20/08/06 (B363-A) REUTERS / Somalie : les islamistes extrêmistes des tribunaux musulmans qui ont conquis une grande partie du pays, condamnent le plan international de résolution de la crise, qui prévoit entre autre, l’envoi d’une force d’interposition, composée de forces militaires appartenant à sept pays dont Djibouti. (En anglais – Info lecteur)
Somali Islamists condemn plan to deploy troops
Fri 18 Aug 2006 11:47 AM ET
By Mohamed Ali Bile
MOGADISHU, Aug 18 (Reuters) – Somalia’s powerful Islamists on Friday condemned a plan announced by Kenya to deploy African peacekeepers to the anarchic country soon, saying its east African neighbour had now "joined Somalia’s enemies." Somalia’s fragile interim government requested foreign troops soon after it was formed at peace talks in Kenya in late 2004 and despite regional backing given last year, none has been dispatched.
Such a move is sharply opposed by the Islamists, whose control of the capital Mogadishu and a key swathe of the south has threatened the government’s authority.
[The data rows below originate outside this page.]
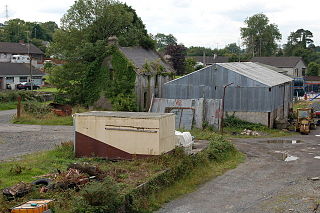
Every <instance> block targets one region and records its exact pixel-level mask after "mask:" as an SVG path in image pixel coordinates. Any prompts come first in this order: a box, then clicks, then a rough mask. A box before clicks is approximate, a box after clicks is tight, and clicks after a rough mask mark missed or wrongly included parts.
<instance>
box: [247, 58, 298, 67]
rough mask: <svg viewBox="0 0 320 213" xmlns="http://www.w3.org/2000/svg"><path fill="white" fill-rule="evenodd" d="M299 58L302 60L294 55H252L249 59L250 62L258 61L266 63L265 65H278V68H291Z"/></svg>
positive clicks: (259, 61)
mask: <svg viewBox="0 0 320 213" xmlns="http://www.w3.org/2000/svg"><path fill="white" fill-rule="evenodd" d="M301 60H302V58H301V57H295V56H290V57H285V56H280V57H275V56H270V57H253V58H252V59H251V62H259V63H262V64H267V65H270V66H274V67H278V68H293V67H295V66H296V65H297V64H298V63H299V61H301Z"/></svg>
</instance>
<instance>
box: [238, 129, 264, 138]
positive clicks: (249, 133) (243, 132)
mask: <svg viewBox="0 0 320 213" xmlns="http://www.w3.org/2000/svg"><path fill="white" fill-rule="evenodd" d="M240 135H250V136H260V133H259V132H257V131H253V130H250V129H244V130H243V131H242V132H241V133H240Z"/></svg>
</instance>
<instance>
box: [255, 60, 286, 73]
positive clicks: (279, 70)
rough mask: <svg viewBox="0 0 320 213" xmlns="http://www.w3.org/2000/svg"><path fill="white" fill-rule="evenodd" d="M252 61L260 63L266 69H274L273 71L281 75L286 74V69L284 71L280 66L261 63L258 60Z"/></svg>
mask: <svg viewBox="0 0 320 213" xmlns="http://www.w3.org/2000/svg"><path fill="white" fill-rule="evenodd" d="M254 63H256V64H259V65H261V66H263V67H266V68H268V69H272V70H274V71H276V72H278V73H281V74H283V75H286V74H287V73H288V71H286V70H284V69H281V68H278V67H274V66H270V65H267V64H262V63H259V62H254Z"/></svg>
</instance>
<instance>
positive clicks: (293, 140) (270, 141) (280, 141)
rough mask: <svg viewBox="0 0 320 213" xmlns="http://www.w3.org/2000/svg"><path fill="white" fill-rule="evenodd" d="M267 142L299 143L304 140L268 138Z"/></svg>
mask: <svg viewBox="0 0 320 213" xmlns="http://www.w3.org/2000/svg"><path fill="white" fill-rule="evenodd" d="M266 142H267V143H291V144H297V143H301V142H303V141H302V140H268V141H266Z"/></svg>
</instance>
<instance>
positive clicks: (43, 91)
mask: <svg viewBox="0 0 320 213" xmlns="http://www.w3.org/2000/svg"><path fill="white" fill-rule="evenodd" d="M37 91H38V92H51V93H56V92H58V90H57V88H54V87H42V88H40V89H38V90H37Z"/></svg>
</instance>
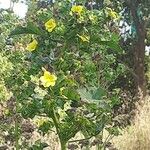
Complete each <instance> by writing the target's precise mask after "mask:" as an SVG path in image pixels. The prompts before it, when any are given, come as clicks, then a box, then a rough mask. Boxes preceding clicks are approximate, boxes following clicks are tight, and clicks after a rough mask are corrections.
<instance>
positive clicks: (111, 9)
mask: <svg viewBox="0 0 150 150" xmlns="http://www.w3.org/2000/svg"><path fill="white" fill-rule="evenodd" d="M106 10H107V13H108V16H110V17H111V18H112V19H115V20H116V19H119V15H118V13H117V12H115V11H114V10H112V9H111V8H109V7H106Z"/></svg>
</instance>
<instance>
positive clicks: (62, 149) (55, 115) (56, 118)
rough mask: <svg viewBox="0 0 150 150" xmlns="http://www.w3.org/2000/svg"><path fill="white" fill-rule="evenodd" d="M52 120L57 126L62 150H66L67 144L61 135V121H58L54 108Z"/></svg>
mask: <svg viewBox="0 0 150 150" xmlns="http://www.w3.org/2000/svg"><path fill="white" fill-rule="evenodd" d="M52 119H53V122H54V125H55V128H56V131H57V134H58V137H59V140H60V144H61V150H66V142H64V140H63V139H62V138H61V135H60V128H59V121H58V119H57V116H56V114H55V110H54V108H53V115H52Z"/></svg>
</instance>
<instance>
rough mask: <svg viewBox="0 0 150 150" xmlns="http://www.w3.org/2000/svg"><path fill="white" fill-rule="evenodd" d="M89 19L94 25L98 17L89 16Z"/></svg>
mask: <svg viewBox="0 0 150 150" xmlns="http://www.w3.org/2000/svg"><path fill="white" fill-rule="evenodd" d="M89 19H90V21H91V22H92V23H96V22H97V16H96V15H93V14H92V15H89Z"/></svg>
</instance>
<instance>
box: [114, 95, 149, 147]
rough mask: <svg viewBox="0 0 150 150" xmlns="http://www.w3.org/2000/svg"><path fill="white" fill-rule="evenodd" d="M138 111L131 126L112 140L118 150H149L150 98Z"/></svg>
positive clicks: (146, 98)
mask: <svg viewBox="0 0 150 150" xmlns="http://www.w3.org/2000/svg"><path fill="white" fill-rule="evenodd" d="M138 110H139V111H138V113H137V114H136V117H135V120H134V122H133V124H132V125H131V126H129V127H128V128H126V129H125V131H123V133H122V135H121V136H118V137H116V138H115V139H114V140H113V143H114V145H115V147H116V148H117V149H118V150H150V97H148V98H146V99H145V101H144V105H143V107H138Z"/></svg>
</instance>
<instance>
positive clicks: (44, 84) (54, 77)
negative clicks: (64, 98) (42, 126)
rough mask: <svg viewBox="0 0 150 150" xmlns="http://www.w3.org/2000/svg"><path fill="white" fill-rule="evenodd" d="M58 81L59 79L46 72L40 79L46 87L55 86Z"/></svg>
mask: <svg viewBox="0 0 150 150" xmlns="http://www.w3.org/2000/svg"><path fill="white" fill-rule="evenodd" d="M56 80H57V77H56V76H55V75H54V74H51V73H50V72H48V71H46V70H44V75H43V76H42V77H41V78H40V81H41V83H42V85H43V86H44V87H50V86H54V85H55V83H56Z"/></svg>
"We thought of Kenya being one of the neighbouring countries taking part in mediating in Somalia’s conflict," the Islamists’ most powerful leader, Sheikh Hassan Dahir Aweys, was quoted by local media group Shabelle as saying.
"But Kenya has now joined Somalia’s enemies," the hardline cleric, on a U.N. list of al Qaeda associates, said.
Moses Wetangula, Kenya’s deputy foreign affairs minister, told reporters on Thursday the first east African troops would be deployed "in a couple of weeks or months"
Military chiefs from Kenya, Uganda, Ethiopia, Somalia, Eritrea, Djibouti and Sudan ad met in Nairobi on Thursday to discuss the plan urged by President Abdullahi Yusuf.
Yusuf’s administration is the 14th attempt at building national rule since Somalia plunged into anarchy with the 1991 ouster of dictator Mohamed Siad Barre.
Any deployment requires U.N. Security Council approval which the United States has threatened to block.
With no true army of its own, the government has relied on Ethiopian military backing should the better-armed Islamists attack. Witnesses say Ethiopian troops are already in Somalia, which Addis Ababa denies.
The Islamists emerged in June as a new political and military force after routing U.S.-backed warlords in the Horn of Africa nation of 10 million.
Arab League-brokered talks between the Islamists and government in the Sudanese capital Khartoum were put on hold on Tuesday when the Islamists asked for a delay.
Many diplomats privately expect little to come out of the effort, as the Islamists have spent their time tightening their grip on power and territory.